Note, however, that it was not any sense of moral outrage or even institutional embarrassment that prompted NBC to suspend Williams; it was the fact that the show’s ratings plummeted by 36 percent after the revelation that its anchor was a serial liar. Only then did NBC kick him to the curb, and even then only as a temporary measure.

The network simply went into damage-control mode, removing Williams from the public eye. If, in the next six months, no obvious replacement comes to the fore, hey surely will restore Williams to his anchor desk, where he will give a seemingly sincere apology (having already apologized on-air on last Wednesday night’s program). If the viewers return, Williams will be back to normal and his lies will be effectively forgotten.

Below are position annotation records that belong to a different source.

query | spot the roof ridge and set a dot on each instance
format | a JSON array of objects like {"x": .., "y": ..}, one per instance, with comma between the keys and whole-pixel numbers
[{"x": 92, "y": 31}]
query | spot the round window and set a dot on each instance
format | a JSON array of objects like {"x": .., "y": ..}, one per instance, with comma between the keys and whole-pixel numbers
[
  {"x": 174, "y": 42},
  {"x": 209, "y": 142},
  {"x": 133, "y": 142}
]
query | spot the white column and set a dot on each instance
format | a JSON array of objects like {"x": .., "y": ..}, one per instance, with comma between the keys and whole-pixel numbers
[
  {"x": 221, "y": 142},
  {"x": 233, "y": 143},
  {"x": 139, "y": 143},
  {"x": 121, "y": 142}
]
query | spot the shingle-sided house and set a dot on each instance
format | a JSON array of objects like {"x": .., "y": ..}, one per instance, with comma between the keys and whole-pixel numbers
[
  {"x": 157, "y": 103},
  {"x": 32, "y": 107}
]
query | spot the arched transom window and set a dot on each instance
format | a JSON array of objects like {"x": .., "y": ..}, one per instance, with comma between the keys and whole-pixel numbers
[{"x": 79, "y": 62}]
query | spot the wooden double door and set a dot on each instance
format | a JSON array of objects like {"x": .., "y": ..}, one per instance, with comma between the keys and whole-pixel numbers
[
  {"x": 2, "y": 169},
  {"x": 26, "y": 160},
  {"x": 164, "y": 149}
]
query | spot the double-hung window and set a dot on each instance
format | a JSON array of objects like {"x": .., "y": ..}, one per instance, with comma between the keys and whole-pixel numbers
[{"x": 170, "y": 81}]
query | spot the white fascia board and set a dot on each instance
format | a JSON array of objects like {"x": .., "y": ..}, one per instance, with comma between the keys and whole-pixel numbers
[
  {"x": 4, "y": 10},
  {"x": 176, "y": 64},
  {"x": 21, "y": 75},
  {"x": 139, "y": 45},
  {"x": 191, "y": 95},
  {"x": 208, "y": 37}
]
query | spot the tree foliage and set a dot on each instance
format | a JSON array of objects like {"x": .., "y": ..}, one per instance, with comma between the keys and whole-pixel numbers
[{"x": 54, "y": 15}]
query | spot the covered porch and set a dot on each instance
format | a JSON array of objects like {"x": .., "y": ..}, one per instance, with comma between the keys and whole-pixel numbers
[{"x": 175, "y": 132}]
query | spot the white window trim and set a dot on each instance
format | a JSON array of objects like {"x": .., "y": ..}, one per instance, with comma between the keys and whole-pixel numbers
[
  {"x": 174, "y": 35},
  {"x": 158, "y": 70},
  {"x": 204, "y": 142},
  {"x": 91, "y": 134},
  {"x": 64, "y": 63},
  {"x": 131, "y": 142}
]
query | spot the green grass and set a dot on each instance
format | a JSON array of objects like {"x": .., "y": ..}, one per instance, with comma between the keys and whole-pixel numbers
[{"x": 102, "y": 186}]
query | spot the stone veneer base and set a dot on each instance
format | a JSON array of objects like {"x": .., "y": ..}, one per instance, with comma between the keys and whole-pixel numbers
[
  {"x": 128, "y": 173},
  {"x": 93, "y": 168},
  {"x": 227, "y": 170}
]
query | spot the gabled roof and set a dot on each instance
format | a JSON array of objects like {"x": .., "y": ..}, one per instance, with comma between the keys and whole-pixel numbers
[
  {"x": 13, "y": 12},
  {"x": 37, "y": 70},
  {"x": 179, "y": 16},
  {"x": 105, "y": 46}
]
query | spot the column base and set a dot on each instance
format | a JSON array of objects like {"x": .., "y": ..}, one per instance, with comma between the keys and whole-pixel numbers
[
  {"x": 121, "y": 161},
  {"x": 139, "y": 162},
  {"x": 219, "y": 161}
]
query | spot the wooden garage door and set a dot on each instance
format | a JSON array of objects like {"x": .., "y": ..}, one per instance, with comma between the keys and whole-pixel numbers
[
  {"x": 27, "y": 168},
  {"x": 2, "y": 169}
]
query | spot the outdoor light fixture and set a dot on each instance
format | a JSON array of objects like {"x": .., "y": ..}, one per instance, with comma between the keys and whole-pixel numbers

This is the second way the Williams affair reflects the tenor of the times: we have so much public misbehavior that a standard scandal-response model has developed, a model that relies on the very fact that the nation’s celebrities are so prone to ill-behavior that a new scandal will always be along shortly. In addition, the presence of an increasingly tight-knit relationship between the nation’s elites in all areas—government, business, media, education, and mainline Protestant and liberal Catholic clergy—ensures control over just what the public will hear, and for how long they will hear it.

Membership in good standing in the tight-knit national elite is critical to the process: just try to imagine how quickly Williams would have been slaughtered if he had been a political conservative instead of a leftist in good standing. The mind reels.

With Williams’s membership in the liberal elite beyond question, he benefited from their protection. Thus, as with the Obama administration’s many notorious scandals, we are treated to a highly scripted Kabuki dance in which the person caught doing wrong denies the truth until obvious proof is offered, then pretends to be sorry (or in Obama’s case, attacks the attackers, an option available only to persons of his level of power and ruthlessness). Once the facts become undeniable, those who should hold that person to account (NBC in Williams’s case, and the press and Congress in Obama’s case) pretend to be shocked and sorrowful over the offense, and a person in authority makes a gesture to put off any real action and give the public time to become distracted by the next scandal (NFL players’ physical assaults, Kanye West’s award show offenses, the Jackie Robinson West Little League cheating scandal, ‘Suge’ Knight’s murder charge, etc., ad infinitum, all in the last few days) and forget about what has happened. Soon, the scandal fever dies down, and things eventually return to the status quo ante.

But only for the person accused of the scandal. For the American people, the endless succession of scandals is demoralizing, as it shows them just how corrupt and heedless the nation’s authorities have become, and how utterly powerless the public is to do anything about it.